I wish I had had longer than one day in the windswept Orkney Islands, north of Scotland.The day I did have was halcyon and perfect. We were chasing deep time—standing stones, Skara Brae and more recent time—the Churchill Barriers, and the beautiful Italian Chapel but for somewhere so steeped in time, I needed more of it to peel back the layers of history.
We’re taught that the Viking Age ended in 1066, when Harald Hardråde fell at Stamford Bridge. But if you look to the Orkneys, history tells a different story.
The Norse came to Orkney in the late 700s — maybe even before the infamous raid on Lindisfarne in 793. The best preserved samples of runes are their grafitti in Mae’s Howe. These islands became a vital Viking outpost: a launchpad for raids, a safe harbour for ships, and eventually, a full-blown Norse earldom under the rule of Harald Hårfagre himself.
And while Europe moved on, Orkney didn’t, it seems. Norse earls ruled here for centuries. The people spoke Old Norse. They carved runes, followed Norse law, and passed down stories that became the Orkneyinga Saga — one of the most dramatic and bloody sagas of them all.
Even as the medieval kingdoms rose and fell, Orkney remained culturally Norse — well into the 1200s.
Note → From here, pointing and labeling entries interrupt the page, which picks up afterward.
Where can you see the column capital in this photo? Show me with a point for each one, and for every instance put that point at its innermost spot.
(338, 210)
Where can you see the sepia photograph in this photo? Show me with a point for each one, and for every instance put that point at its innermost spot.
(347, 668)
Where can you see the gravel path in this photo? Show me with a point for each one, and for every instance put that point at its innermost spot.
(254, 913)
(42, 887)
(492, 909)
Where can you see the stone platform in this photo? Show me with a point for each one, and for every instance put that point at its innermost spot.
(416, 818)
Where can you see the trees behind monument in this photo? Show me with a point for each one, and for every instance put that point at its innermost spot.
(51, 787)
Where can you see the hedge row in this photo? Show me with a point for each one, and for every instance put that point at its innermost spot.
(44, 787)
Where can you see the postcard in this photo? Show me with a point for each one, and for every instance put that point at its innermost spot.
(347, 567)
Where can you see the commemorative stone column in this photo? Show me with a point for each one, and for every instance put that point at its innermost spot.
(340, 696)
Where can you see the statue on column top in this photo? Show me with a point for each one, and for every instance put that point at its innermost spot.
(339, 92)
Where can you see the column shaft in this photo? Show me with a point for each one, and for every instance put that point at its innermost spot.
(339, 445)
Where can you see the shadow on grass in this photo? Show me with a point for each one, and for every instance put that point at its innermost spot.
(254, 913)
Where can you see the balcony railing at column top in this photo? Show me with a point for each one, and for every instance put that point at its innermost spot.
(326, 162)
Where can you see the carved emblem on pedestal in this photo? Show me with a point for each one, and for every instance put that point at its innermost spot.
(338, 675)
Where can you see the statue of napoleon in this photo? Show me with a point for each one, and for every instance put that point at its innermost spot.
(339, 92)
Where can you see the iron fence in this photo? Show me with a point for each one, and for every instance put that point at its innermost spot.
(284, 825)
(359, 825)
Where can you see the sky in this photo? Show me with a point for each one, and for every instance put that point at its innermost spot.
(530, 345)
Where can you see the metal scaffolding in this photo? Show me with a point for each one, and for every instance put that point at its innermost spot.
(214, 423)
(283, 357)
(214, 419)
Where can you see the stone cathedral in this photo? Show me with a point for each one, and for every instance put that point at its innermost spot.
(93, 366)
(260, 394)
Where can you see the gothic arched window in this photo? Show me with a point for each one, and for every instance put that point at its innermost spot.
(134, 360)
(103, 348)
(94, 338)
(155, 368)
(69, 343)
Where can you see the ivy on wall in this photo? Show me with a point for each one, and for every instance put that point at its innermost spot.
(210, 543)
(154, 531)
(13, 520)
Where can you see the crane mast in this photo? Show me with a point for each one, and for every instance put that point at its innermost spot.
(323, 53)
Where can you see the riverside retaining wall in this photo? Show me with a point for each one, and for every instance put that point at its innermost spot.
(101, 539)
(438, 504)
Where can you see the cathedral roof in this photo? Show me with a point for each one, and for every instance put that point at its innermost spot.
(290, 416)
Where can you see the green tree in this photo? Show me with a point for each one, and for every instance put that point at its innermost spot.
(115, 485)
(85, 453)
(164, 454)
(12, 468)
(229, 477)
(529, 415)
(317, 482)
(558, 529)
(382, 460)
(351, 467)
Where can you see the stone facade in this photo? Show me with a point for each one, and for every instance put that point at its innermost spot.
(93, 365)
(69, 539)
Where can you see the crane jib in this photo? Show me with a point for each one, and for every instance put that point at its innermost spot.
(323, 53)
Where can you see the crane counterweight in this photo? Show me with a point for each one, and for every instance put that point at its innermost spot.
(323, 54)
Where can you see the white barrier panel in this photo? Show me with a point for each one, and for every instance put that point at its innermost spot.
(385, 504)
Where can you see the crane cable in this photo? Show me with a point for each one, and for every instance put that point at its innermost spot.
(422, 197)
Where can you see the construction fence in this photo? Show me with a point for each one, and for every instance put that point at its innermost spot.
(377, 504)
They built the magnificent St Magnus Cathedral in Kirkwall, which we very briefly perused. In fact, it wasn’t until 1472 that Orkney was officially handed over to Scotland.
So technically?
Yes — you could stretch the Viking Age in Orkney from the 700s to the late 1400s.
In Orkney, the Viking world didn’t vanish.
It faded — slowly, stubbornly — into stone, wind, and saga.